Em ano eleitoral, nenhum gesto institucional é neutro. Muito menos a escolha de uma metrópole para sediar um encontro estratégico como o Fórum Paulista de Mobilidade Urbana. Quando Campinas recebe dirigentes de dezenas de municípios e até de outros estados, o que está em jogo vai muito além da troca técnica, esse fato carrega também, inevitavelmente, um componente político que não pode ser ignorado. A vitrine então é montada. Ao apresentar estruturas, como o Centro de Controle Operacional e os sistemas de inspeção veicular, a cidade não apenas compartilha experiências como também projeta uma imagem de eficiência e modernidade. Em um cenário no qual a mobilidade urbana pesa cada vez mais na avaliação do eleitor, mostrar resultados concretos ganha valor eleitoral indireto.
Não se trata de desmerecer a importância técnica do encontro. Longe disso, ela existe e é relevante. Afinal, trocas de ideias, discussão sobre financiamento do transporte público e debate sobre inovação são fundamentais para os municípios que enfrentam problemas semelhantes. Contudo, em política, o contexto redefine a leitura. E o calendário eleitoral impõe uma camada adicional de interpretação. Receber mais de 200 participantes de 70 cidades também significa atrair os olhares. Gestores locais se tornam anfitriões, suas políticas públicas entram em observação e, ainda que informalmente, passam a ser avaliadas por pares e potenciais replicadores. Sem dúvida, trata-se de uma oportunidade de consolidar reputação, algo valioso em qualquer momento, mas especialmente estratégico quando o voto se aproxima.

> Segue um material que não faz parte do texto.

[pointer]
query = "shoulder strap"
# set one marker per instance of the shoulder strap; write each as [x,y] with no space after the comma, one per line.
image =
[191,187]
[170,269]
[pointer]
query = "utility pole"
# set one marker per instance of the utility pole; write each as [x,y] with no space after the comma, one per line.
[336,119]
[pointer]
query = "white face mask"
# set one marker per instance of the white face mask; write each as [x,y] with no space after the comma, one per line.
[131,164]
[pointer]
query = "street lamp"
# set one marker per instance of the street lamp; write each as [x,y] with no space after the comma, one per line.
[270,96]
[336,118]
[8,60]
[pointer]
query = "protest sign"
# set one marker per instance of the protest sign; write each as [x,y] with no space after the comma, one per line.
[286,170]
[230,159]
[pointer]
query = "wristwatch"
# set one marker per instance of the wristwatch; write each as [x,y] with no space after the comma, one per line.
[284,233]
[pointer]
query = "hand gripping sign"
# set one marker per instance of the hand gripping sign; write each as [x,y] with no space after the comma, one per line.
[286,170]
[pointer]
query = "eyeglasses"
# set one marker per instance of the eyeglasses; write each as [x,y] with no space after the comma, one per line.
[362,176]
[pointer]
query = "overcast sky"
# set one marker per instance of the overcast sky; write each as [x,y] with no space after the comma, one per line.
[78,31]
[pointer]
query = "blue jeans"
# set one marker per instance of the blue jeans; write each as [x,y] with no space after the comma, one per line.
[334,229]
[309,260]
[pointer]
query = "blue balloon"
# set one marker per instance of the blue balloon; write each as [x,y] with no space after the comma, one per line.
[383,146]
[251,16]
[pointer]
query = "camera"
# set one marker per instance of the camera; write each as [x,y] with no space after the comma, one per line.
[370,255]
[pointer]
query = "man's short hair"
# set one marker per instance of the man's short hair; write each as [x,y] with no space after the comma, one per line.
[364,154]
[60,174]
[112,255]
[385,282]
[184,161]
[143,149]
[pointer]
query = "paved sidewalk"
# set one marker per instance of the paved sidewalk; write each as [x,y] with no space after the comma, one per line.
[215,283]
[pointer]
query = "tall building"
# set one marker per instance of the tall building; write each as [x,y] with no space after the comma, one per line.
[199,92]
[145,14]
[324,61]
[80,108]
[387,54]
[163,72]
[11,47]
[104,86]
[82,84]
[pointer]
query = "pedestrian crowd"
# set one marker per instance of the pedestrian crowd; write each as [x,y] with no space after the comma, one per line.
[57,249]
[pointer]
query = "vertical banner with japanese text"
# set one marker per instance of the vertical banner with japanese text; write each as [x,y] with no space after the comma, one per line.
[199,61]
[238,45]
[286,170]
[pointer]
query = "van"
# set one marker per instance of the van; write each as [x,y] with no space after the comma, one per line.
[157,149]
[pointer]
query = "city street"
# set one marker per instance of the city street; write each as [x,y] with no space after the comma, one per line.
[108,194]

Ao mesmo tempo, o encontro evidencia uma prática que deveria ser regra, não exceção: a continuidade administrativa. Projetos de mobilidade não nascem nem amadurecem em um único mandato. Eles exigem planejamento de longo prazo, investimento constante e, sobretudo, estabilidade de diretrizes. Em ano eleitoral, esse é um ponto sensível, e o risco de descontinuidade sempre ronda.
Assim, sediar o Fórum diz respeito também ao reconhecimento técnico de Campinas. Sendo ainda um teste político, um teste de coerência entre o que se exibe e o que se sustenta ao longo do tempo. Porque, passada a vitrine, o que permanece, e o que o eleitor tende a cobrar, é a capacidade de transformar boas práticas em políticas duradouras.
No fim, o encontro deixa uma mensagem que ultrapassa o evento: mobilidade urbana não deveria ser pauta de ocasião. Mas, em ano eleitoral, acaba sendo também um termômetro e uma poderosa ferramenta de narrativa.